Researchers say the material could potentially be used to capture waste heat from a car’s exhaust that would heat the material and produce electricity for charging the battery in a hybrid car. Other possible future uses include capturing rejected heat from industrial and power plants or temperature differences in the ocean to create electricity. The research team is looking into possible commercialization of the technology.
“This research is very promising because it presents an entirely new method for energy conversion that’s never been done before,” said University of Minnesota aerospace engineering and mechanics professor Richard James, who led the research team.”It’s also the ultimate ‘green’ way to create electricity because it uses waste heat to create electricity with no carbon dioxide.”
To create the material, the research team combined elements at the atomic level to create a new multiferroic alloy, Ni45Co5Mn40Sn10. Multiferroic materials combine unusual elastic, magnetic and electric properties. The alloy Ni45Co5Mn40Sn10 achieves multiferroism by undergoing a highly reversible phase transformation where one solid turns into another solid. During this phase transformation the alloy undergoes changes in its magnetic properties that are exploited in the energy conversion device.
During a small-scale demonstration in a University of Minnesota lab, the new material created by the researchers begins as a non-magnetic material, then suddenly becomes strongly magnetic when the temperature is raised a small amount. When this happens, the material absorbs heat and spontaneously produces electricity in a surrounding coil. Some of this heat energy is lost in a process called hysteresis. A critical discovery of the team is a systematic way to minimize hysteresis in phase transformations. The team’s research was recently published in the first issue of the new scientific journal Advanced Energy Materials.
Watch a short research video of the new material suddenly become magnetic when heated: http://z.umn.edu/conversionvideo
In addition to Professor James, other members of the research team include University of Minnesota aerospace engineering and mechanics post-doctoral researchers Vijay Srivastava and Kanwal Bhatti, and Ph.D. student Yintao Song. The team is also working with University of Minnesota chemical engineering and materials science professor Christopher Leighton to create a thin film of the material that could be used, for example, to convert some of the waste heat from computers into electricity.
“This research crosses all boundaries of science and engineering,” James said. “It includes engineering, physics, materials, chemistry, mathematics and more. It has required all of us within the university’s College of Science and Engineering to work together to think in new ways.”
Funding for early research on the alloy came from a Multidisciplinary University Research Initiative (MURI) grant from the U.S. Office of Naval Research (involving other universities including the California Institute of Technology, Rutgers University, University of Washington and University of Maryland), and research grants from the U.S. Air Force and the National Science Foundation.
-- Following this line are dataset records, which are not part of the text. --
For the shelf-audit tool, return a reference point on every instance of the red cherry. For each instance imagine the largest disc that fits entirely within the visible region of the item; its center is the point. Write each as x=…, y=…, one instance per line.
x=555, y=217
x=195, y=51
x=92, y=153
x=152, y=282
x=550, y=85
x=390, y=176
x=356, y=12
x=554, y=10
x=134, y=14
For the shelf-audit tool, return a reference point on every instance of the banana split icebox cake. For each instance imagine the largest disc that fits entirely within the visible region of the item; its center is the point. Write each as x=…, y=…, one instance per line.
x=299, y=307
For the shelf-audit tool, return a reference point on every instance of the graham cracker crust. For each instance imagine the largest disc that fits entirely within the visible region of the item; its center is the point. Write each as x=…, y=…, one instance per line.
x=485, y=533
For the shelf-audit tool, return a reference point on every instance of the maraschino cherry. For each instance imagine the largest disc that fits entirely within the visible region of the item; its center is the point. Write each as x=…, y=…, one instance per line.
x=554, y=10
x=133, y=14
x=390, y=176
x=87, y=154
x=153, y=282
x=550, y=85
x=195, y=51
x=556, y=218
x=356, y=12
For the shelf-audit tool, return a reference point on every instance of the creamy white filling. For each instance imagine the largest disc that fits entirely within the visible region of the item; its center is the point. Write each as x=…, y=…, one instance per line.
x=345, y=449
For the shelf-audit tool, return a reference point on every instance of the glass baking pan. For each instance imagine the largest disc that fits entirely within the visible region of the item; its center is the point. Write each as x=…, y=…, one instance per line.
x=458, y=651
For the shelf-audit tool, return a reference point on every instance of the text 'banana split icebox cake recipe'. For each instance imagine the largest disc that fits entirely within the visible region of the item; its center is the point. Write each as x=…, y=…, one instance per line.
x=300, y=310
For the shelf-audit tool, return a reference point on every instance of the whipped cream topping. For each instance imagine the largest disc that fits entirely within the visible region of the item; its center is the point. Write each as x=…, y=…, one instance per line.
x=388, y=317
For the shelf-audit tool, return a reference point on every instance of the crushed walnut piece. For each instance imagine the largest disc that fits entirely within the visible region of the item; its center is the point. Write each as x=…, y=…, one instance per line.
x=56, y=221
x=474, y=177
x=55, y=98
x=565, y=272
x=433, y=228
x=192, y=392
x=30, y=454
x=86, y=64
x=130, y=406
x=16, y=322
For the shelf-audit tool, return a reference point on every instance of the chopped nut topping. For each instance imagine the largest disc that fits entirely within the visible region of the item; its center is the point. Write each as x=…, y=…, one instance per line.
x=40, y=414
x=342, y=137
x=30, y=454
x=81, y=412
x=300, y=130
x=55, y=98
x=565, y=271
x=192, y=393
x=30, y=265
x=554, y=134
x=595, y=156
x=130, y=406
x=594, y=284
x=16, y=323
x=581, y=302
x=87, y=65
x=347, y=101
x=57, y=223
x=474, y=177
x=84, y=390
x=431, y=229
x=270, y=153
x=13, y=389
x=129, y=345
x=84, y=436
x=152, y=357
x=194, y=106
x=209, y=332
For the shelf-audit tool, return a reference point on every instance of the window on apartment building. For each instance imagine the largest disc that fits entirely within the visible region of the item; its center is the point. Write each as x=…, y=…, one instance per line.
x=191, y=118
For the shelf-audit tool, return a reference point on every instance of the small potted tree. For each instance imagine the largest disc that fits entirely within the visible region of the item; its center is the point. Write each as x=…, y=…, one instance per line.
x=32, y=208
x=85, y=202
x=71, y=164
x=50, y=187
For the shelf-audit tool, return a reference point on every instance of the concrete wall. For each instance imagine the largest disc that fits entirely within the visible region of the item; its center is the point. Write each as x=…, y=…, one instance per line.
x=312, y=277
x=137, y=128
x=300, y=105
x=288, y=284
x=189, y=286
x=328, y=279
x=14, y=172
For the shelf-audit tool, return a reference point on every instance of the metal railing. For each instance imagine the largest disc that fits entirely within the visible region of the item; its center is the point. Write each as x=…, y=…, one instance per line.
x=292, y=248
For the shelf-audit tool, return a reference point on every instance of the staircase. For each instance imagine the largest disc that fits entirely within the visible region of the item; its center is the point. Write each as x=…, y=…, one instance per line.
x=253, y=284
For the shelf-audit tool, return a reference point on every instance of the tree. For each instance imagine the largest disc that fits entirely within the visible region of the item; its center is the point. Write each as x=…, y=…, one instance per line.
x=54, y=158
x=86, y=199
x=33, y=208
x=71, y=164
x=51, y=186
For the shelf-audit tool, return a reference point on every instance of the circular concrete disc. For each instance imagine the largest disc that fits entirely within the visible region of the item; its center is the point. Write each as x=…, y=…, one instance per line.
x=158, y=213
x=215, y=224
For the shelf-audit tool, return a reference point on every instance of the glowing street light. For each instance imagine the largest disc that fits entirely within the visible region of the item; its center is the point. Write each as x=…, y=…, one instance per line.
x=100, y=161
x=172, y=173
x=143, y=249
The research is also tentatively funded by a small seed grant from the University of Minnesota’s Initiative for Renewable Energy and the Environment.
For more detail on the research, read the entire paper published in Advanced Energy Materials at http://z.umn.edu/energyalloy.
The Direct Conversion of Heat to Electricity Using Multiferroic Alloys
Vijay Srivastava1, Yintao Song1, Kanwal Bhatti1,2, R. D. James1,*
Abstract
We demonstrate a new method for the direct conversion of heat to electricity using the recently discovered multiferroic alloy, Ni45Co5Mn40Sn101. This alloy undergoes a low hysteresis, reversible martensitic phase transformation from a nonmagnetic martensite phase to a strongly ferromagnetic austenite phase upon heating. When biased by a suitably placed permanent magnet, heating through the phase transformation causes a sudden increase of the magnetic moment to a large value. As a consequence of Faraday’s law of induction, this drives a current in a surrounding circuit. Theory predicts that under optimal conditions the performance compares favorably with the best thermoelectrics. Because of the low hysteresis of the alloy, a promising area of application of this concept appears to be energy conversion at small ΔT, suggesting a possible route to the conversion of the vast amounts of energy stored on earth at small temperature difference. We postulate other new methods for the direct conversion of heat to electricity suggested by the underlying theory.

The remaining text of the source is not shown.